My ER/HER2 status changed after surgery? Why? Is it real? What does this mean for my treatment?
A change in marker status between your biopsy and final pathology after surgery is not uncommon. You may wonder why, and in most cases we do not know for definite. However what we do know is that a biopsy is only a small sample that may only contain a few thousand tumor cells. This is particularly true in IBC because there may not be a solid mass to sample, and the tumor cells may be in small nests throughout the skin. Another very important thing to know is that not all tumor cells are alike, and so one area may be HER2 positive while the rest is HER2 negative. If you sampled each area, you could get a different answer. Therefore at final pathology a larger area of tumor will be examined, and therefore could pick up differences like this. The scientific terminology for this is “intratumor heterogeneity”. Another difference may be the relative resistance or sensitivity of different clones to therapy – the surgical sample will only tell us about the cells that survived chemotherapy and targeted therapies (if relevant). We know in general that some ER+ cells are more chemo-resistant (and hormone-sensitive), and so a greater portion of these may be leftover than at the beginning. So in summary yes, the differences are indeed real. As for the meaning of these changes, usually if you gain a marker, then you will receive extra drugs that target these proteins (ie endocrine therapy or Herceptin). This is because the potential harms from not treating exceed the tiny risk of unnecessary treatment. In the case of becoming TNBC, the situation is a little more complex. Most oncologists would continue the treatments that have begun or were recommended based on biopsy, in case the already disseminated micro-metastatic cells still have these markers. However, there is no randomized high quality data that this is the best approach that improves survival. As with many decisions, your oncologist should personalize the approach based on your circumstances.
Should I get an Oncotype test? What does this test tell you?
You may have heard or read about the Oncotype DX test that is sometimes in used in early stage breast cancer. It is not relevant in IBC. The Oncotype DX test is used in patients with early stage cancers that are removed surgically shortly after diagnosis. The reason this test was designed was to identify those patients who do not require systemic chemotherapy because their risk of recurrence is too low to derive a significant benefit. Oncotype DX is a molecular gene expression test that quantifies the aggressiveness of the breast cancer and provides the oncologist a score that can be related to a risk of recurrence. If the score is low enough, then chemotherapy can be skipped, and since these patients are usually ER+, endocrine therapy is the treatment recommended after surgery. Since in IBC, everyone gets chemotherapy upfront, there is no use for this test.

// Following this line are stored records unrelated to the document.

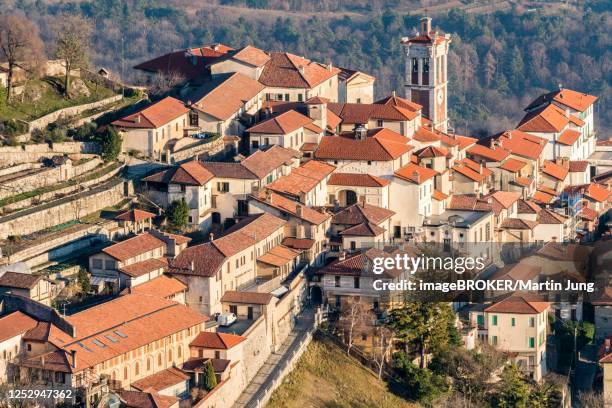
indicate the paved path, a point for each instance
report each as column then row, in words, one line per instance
column 268, row 372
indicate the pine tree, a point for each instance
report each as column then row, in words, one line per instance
column 210, row 381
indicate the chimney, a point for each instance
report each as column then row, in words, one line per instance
column 73, row 353
column 425, row 25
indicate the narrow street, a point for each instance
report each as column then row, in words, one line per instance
column 269, row 371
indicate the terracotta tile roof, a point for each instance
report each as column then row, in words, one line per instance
column 362, row 113
column 548, row 119
column 522, row 144
column 357, row 180
column 400, row 102
column 190, row 173
column 438, row 195
column 465, row 141
column 181, row 62
column 513, row 165
column 162, row 286
column 282, row 124
column 263, row 162
column 597, row 192
column 229, row 170
column 248, row 232
column 154, row 116
column 414, row 173
column 569, row 137
column 550, row 217
column 285, row 70
column 225, row 95
column 358, row 213
column 528, row 207
column 161, row 380
column 303, row 179
column 217, row 341
column 488, row 154
column 134, row 246
column 469, row 202
column 135, row 215
column 432, row 151
column 255, row 298
column 19, row 280
column 302, row 244
column 365, row 229
column 542, row 197
column 290, row 207
column 588, row 214
column 578, row 166
column 14, row 324
column 279, row 256
column 116, row 327
column 251, row 55
column 139, row 399
column 573, row 99
column 519, row 304
column 143, row 267
column 555, row 170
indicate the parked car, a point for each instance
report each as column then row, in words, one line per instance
column 226, row 319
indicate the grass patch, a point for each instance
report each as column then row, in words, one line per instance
column 325, row 377
column 51, row 99
column 48, row 189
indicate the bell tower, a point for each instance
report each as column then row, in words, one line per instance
column 425, row 79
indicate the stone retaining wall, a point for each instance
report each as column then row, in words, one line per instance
column 62, row 210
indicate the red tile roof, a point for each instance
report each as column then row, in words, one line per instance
column 217, row 341
column 19, row 280
column 255, row 298
column 162, row 286
column 154, row 116
column 569, row 137
column 357, row 180
column 282, row 124
column 416, row 174
column 14, row 324
column 134, row 246
column 135, row 215
column 223, row 97
column 519, row 304
column 555, row 170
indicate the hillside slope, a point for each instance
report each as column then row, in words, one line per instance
column 326, row 377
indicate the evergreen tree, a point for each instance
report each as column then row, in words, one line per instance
column 210, row 381
column 178, row 213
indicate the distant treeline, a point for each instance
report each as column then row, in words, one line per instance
column 498, row 62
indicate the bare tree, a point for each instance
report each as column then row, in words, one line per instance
column 20, row 45
column 382, row 345
column 355, row 316
column 72, row 35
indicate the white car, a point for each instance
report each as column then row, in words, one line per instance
column 226, row 319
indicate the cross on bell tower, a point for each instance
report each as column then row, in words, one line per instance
column 425, row 79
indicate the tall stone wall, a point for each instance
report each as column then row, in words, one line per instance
column 62, row 210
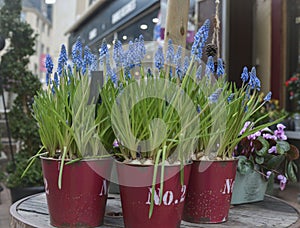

How soon after surgery should I begin radiation?
About 4 weeks is about the average recovery period between surgery and radiation. Sometimes range of motion can be impacted by the modified radial mastectomy and if your drains are in for a longer period than usual, sometimes radiation must be postponed. Your physician will suggest exercises to help retain or regain range of motion, so you can lay comfortably with your arm elevated or extended while receiving radiation.